In a small and uncertain voice she said, “Thank you.”
“Provided you
wanted
me to,” I added, as a particular admonition to
Stoker and by way of demonstrating what I took to be Grand-Tutorial judiciousness. “That’s something none of you seems to consider: to mate or whatever with a doe that’s not in heat—a
girl
I mean of course—is not right at all. No buck would ever do such a thing. You couldn’t
make
him.”
Stoker shook his head. “Stacey could make him.
Everybody
mates with her: chancellors, uncles, laundrymaids, billygoats—everybody! And yet she’s never been in heat in her whole life.”
“Isn’t that odd! Why do you suppose that is?” It was she I asked, but seeing she’d hidden her face at the disclosure, I tactfully changed the subject. “Do you remember what your goat-friend’s name was, that you mated with? I’m sure I’d know him if he was one of our studs.”
I was astounded to see her wail into tears; nor would she permit me to calm her with my hand, but pushed it from her withers as if I had offended her, and whipped her head from side to side.
“Now stop!” I told her. “I don’t see why you’re crying!” I rather wished Max were there to advise me, despite the pleasures of independence I’d been feeling; for though I found Maurice Stoker more interesting and challenging than repugnant, I had no illusions about his straightforwardness. Now he said, “What’s to see? You admit you used to bugger old Sambo back there, and then you tell my wife she’s not worth biting in the belly! Don’t you think the girl’s got feelings?”
“That’s all wrong! Don’t you believe him, Anastasia: he’s a regular Dean o’ Flunks, and I’m the Grand Tutor!

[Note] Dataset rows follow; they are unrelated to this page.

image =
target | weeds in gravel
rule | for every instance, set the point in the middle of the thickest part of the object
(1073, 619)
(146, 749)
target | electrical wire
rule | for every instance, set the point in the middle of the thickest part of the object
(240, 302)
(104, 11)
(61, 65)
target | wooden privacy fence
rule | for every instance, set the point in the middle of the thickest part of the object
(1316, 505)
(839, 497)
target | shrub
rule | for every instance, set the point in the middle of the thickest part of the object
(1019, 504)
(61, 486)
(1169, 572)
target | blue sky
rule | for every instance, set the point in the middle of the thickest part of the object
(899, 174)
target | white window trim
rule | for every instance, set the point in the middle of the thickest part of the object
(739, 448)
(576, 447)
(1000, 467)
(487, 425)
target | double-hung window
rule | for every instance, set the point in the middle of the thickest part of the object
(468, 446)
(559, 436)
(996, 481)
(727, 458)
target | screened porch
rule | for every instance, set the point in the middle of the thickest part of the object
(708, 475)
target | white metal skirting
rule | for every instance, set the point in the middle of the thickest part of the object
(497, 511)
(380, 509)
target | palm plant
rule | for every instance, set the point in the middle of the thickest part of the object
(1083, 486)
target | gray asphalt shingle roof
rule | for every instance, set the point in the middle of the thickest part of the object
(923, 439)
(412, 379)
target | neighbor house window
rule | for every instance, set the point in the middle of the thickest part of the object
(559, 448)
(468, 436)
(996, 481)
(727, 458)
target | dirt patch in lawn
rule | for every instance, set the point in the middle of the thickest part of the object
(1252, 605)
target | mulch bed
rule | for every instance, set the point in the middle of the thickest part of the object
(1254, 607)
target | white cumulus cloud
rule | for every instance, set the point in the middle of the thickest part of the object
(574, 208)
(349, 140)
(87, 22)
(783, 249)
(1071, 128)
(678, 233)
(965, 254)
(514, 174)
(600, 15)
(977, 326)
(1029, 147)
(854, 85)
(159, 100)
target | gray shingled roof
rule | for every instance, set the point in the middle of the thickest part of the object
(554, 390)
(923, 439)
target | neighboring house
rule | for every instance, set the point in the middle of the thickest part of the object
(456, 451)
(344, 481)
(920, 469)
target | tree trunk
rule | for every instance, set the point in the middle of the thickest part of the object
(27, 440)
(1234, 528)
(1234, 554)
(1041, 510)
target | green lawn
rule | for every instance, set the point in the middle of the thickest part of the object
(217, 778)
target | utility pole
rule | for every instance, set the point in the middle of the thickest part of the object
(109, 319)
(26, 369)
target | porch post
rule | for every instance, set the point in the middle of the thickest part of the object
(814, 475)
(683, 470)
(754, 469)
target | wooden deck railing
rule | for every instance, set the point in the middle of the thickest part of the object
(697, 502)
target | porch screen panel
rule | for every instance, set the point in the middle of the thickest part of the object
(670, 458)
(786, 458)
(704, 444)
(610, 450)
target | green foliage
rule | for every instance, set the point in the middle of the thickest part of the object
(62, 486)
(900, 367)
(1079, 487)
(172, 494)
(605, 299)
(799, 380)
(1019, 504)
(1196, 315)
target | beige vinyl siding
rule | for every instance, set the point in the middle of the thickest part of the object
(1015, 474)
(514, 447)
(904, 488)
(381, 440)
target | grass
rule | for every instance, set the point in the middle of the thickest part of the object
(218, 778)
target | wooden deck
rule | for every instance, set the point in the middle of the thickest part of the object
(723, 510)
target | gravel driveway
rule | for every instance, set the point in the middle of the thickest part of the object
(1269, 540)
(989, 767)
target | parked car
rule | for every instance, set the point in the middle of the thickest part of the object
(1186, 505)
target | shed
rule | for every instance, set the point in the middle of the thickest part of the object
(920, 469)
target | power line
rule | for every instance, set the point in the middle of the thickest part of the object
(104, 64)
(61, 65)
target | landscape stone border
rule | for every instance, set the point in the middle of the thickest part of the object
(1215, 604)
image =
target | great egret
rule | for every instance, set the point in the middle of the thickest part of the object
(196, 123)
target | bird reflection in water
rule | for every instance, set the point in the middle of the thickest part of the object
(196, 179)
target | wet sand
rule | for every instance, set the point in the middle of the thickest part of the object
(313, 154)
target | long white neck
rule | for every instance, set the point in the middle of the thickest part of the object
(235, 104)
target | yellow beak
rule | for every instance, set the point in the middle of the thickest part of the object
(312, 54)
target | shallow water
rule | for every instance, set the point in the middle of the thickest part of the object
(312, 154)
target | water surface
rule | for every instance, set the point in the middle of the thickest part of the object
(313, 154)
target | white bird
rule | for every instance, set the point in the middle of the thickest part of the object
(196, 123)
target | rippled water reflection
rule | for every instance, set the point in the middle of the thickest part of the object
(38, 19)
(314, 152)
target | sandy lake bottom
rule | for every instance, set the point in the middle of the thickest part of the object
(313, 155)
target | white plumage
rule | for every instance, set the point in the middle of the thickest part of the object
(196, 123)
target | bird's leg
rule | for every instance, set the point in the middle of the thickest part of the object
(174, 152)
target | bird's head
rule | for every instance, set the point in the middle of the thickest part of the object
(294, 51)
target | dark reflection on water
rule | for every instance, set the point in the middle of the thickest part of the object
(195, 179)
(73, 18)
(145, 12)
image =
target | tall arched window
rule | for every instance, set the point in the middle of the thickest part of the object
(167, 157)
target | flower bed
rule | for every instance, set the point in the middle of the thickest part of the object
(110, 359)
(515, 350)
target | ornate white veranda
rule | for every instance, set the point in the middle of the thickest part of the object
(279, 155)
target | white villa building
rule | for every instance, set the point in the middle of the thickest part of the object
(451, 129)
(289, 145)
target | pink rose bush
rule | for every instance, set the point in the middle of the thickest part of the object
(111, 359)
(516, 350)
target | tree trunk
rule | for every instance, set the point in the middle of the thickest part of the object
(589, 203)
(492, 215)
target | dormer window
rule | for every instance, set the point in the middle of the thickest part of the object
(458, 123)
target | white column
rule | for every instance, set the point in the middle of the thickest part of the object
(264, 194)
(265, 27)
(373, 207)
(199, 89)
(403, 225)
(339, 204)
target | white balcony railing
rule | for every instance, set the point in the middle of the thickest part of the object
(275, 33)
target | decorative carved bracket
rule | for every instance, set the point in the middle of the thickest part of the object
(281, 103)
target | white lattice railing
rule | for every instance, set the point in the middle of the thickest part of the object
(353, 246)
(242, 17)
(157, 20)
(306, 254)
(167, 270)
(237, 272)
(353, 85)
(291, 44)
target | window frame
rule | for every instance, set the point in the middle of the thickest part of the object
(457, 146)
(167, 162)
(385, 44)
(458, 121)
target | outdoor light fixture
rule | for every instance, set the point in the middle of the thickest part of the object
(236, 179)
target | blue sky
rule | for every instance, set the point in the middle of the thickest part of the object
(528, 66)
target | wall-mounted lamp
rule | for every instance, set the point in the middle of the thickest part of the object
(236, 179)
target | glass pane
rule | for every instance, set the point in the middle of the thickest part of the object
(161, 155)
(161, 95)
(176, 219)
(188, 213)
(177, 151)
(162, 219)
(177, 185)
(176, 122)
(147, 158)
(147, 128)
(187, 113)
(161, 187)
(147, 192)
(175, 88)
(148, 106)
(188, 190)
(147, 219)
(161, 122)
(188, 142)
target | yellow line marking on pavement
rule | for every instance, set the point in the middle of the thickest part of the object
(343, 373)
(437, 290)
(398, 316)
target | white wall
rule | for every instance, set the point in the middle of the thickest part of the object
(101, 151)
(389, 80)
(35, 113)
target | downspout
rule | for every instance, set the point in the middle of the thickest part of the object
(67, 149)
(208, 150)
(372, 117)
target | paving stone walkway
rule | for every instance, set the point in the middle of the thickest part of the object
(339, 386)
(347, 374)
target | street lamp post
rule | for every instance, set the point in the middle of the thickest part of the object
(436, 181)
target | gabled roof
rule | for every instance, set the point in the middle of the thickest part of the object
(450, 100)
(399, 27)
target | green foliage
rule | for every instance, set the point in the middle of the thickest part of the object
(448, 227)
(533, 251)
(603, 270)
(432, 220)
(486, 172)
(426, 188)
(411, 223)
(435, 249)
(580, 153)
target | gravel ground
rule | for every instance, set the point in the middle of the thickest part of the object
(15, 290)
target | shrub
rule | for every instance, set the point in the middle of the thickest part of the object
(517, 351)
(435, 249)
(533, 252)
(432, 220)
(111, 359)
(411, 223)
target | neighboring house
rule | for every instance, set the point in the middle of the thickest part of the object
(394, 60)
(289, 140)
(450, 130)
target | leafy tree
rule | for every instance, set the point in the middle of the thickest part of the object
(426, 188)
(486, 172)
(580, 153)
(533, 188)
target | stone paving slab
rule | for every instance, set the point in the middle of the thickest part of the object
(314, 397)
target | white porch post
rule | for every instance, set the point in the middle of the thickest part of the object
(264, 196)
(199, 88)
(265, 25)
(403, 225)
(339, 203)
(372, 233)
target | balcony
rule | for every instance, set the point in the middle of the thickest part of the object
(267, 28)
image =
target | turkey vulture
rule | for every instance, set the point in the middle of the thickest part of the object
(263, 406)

I’d
love
to bite your belly. I really would!”
“Even Max could hardly object to that,” Stoker remarked.
“So what if he did? Anything I do, that’s what a Grand Tutor
should
do. If I bite your wife in the belly, it’s
right
to bite her in the belly!” Not to have Anastasia think my words mere idle rhetoric or dutiful apology, I went at her forthwith, sliding to my knees and boring my face past her hands into her midriff. Despite the sidecar’s jolting and for all her wrench and wriggle (which I took for a kind of pouting with the whole body), I contrived to fasten through the cloth of her shift upon a pinch of that admirable, most soft place, which I clenched gently but unremittingly in my teeth until her writhing ceased and her hands no longer thrust but only clutched my hair. I felt us wheel round a bend, but was that determined she must affirm the rightness of whatever I did—a rightness, it occurred to me as I bit,
by definition
—I’d not have let go even when we jerked now to a halt, had not the roar of other motors suddenly enveloped us. Relinquishing my tender gobbet I raised
my head and blinked in a flood of light: we were drawn up on a graveled apron before a huge iron door, let into a steep dark hillside and guarded by a pistoled host, sooty as their master. They grinned, as did the riders thronging in from various roads to skid up near us, at the wide amazement on the face that rose from Anastasia’s lap. But the only laugh was Stoker’s, which, when the engines quit, the massive door gave back, iron and ringing as itself.
“So we’re home!” Stoker cried. “Have to finish your meal later, old chap!” To the door-guards he shouted, “Open her up!” and to his aide on the nearest cycle (in which Max rode, but would not return my greeting), “Tell Sear we’ve got one dead Frumentian and one doped one he should have a look at. And a goat-boy, too, if he’s interested.”